İkinci soru, konsolosluğun konutunda da arama yapılacak. Ne zaman? 16 Ekim’de. 15 Ekim’de konsoloslukta, 16 Ekim’de konsolosun evine. Şu garip işe bakın, ayın 16’sında konsolos elini kolunu sallayarak uçağı binip Suudi Arabistan’a gidiyor. Konsolos Suudi Arabistan’a giderken niçin müdahale edilmedi? Bir cinayetin, hunharca işlenen bir cinayetin ya faili veya tanığı, neden serbest bırakıldı? Efendim dokunulmazlığı var diyorlar. Hikâye, dokunulmazlığı yok.

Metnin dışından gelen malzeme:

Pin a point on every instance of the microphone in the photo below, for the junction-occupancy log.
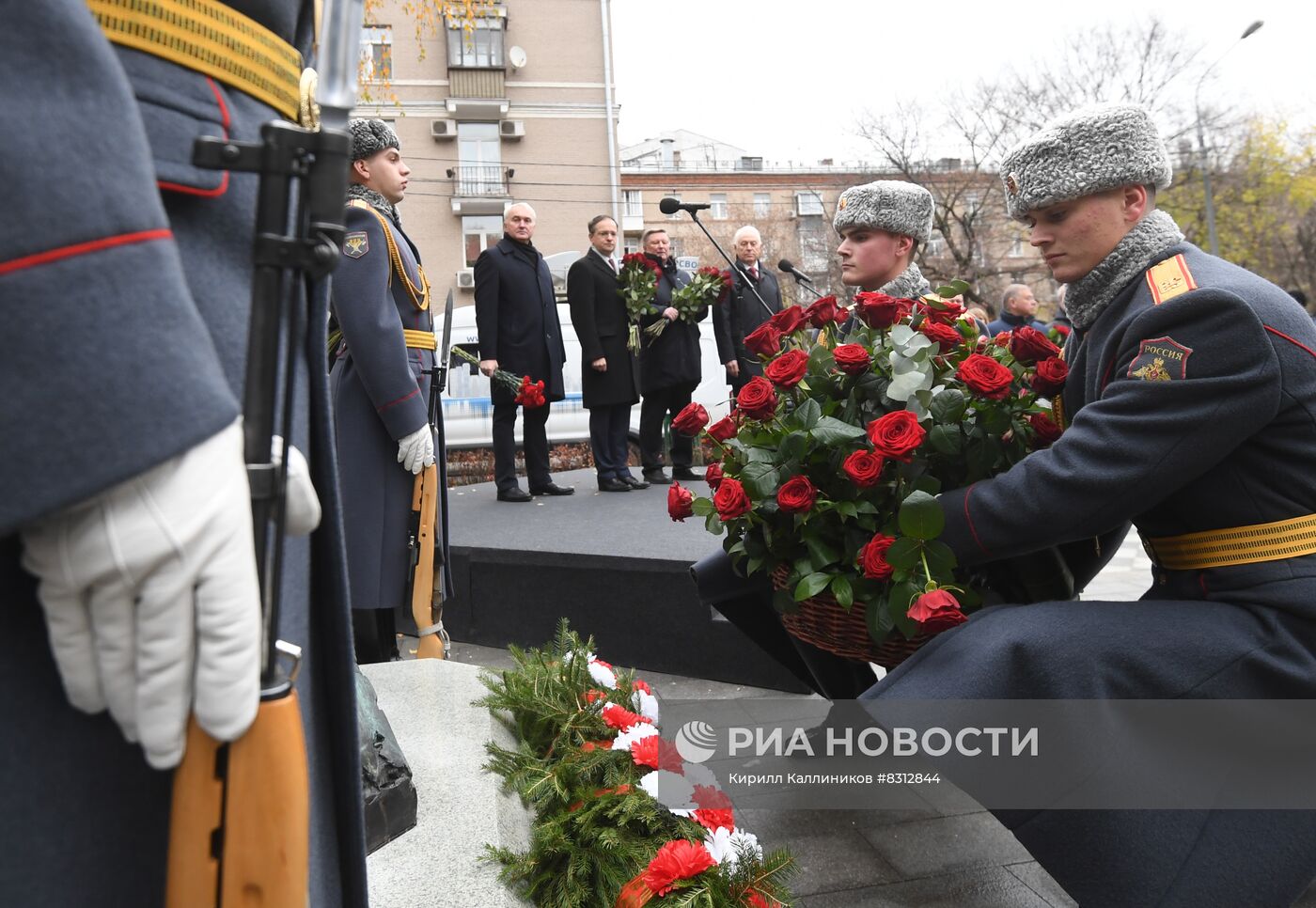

Niye dokunulmazlığı yok? 1963 tarihli konsolosluk ilişkileri hakkında Viyana Sözleşmesinde açık ve net hüküm var 41.maddesinde. Aynen okuyorum: “Konsolosluk memurlarının tutuklanmaları veya gözaltına alınmaları, ancak ağır bir suç halinde ve yetkili adli makamın kararıyla olur.” Bir cinayet işlenmiş, bundan daha ağır suç olur mu? Niye serbest bırakıyorsunuz. Kimden izin alıp gitti, hangi gerekçeyle gitti? Bu soruların cevabını biz bekliyoruz. Üfürmek kolay, asarız keseriz demek kolay. Sen iktidar makamındasın, ülkeyi yönetiyorsun, ülkeyi haysiyet içinde yöneteceksin, Türkiye’nin itibarını ve onurunu koruyarak yöneteceksin.
KUŞ DEĞİL, KATİLLER UÇTU
17 Ekim, başdanışman açıklama yapıyor. Diyor ki, “Erdoğan’ın kraliyet ailesiyle dostluğunu gösterip, olayı fazla deşelemeden - dikkatinizi çekerim, olayı fazla deşelemeden - aksine iyi niyetle adımlar atarak Kral Salman’a yardımcı oluyor.” Ortada cinayet işlenmiş, masum bir insan öldürülmüş. Nasıl oluyor da siz olayı deşelemeden bir şeyler yapmaya çalışıyorsunuz. Suçluluklarını açık ve net itiraf ediyorlar.
Değerli arkadaşlarım, bakın Cemal Kaşıkçı’yı öldürmek üzere, öldürmek amacıyla Suudi Arabistan’dan ekip geliyor, konsolosluğa yerleşiyor. Cemal Kaşıkçı konsolosluğa geldiği zaman öldürülüyor, dünya medyasına yansıyor, herkes öldürüldüğü konusunda artık ittifak ediyor görüş birliği var. Peki, ne oluyor arkadan? Öldürenlerin tamamı elini kolunu sallayarak Türkiye’den ayrılıyor. Bakın diyor ki, “cinayeti işledikleri düşünülen 15 kişilik timden 13 kişi 18.30 ve 22.45 saatlerinde kalkan özel jetlerle iki kişi ise gece yarısından sonra kalkın tarifeli uçakla Suudi Arabistan’a gittiler” diyor. Katiller herkesin gözünün önünde, iktidar sahiplerinin gözünün önünde Türkiye’de özel uçaklara ve normal uçağa binerek Türkiye’den ayrılıyorlar.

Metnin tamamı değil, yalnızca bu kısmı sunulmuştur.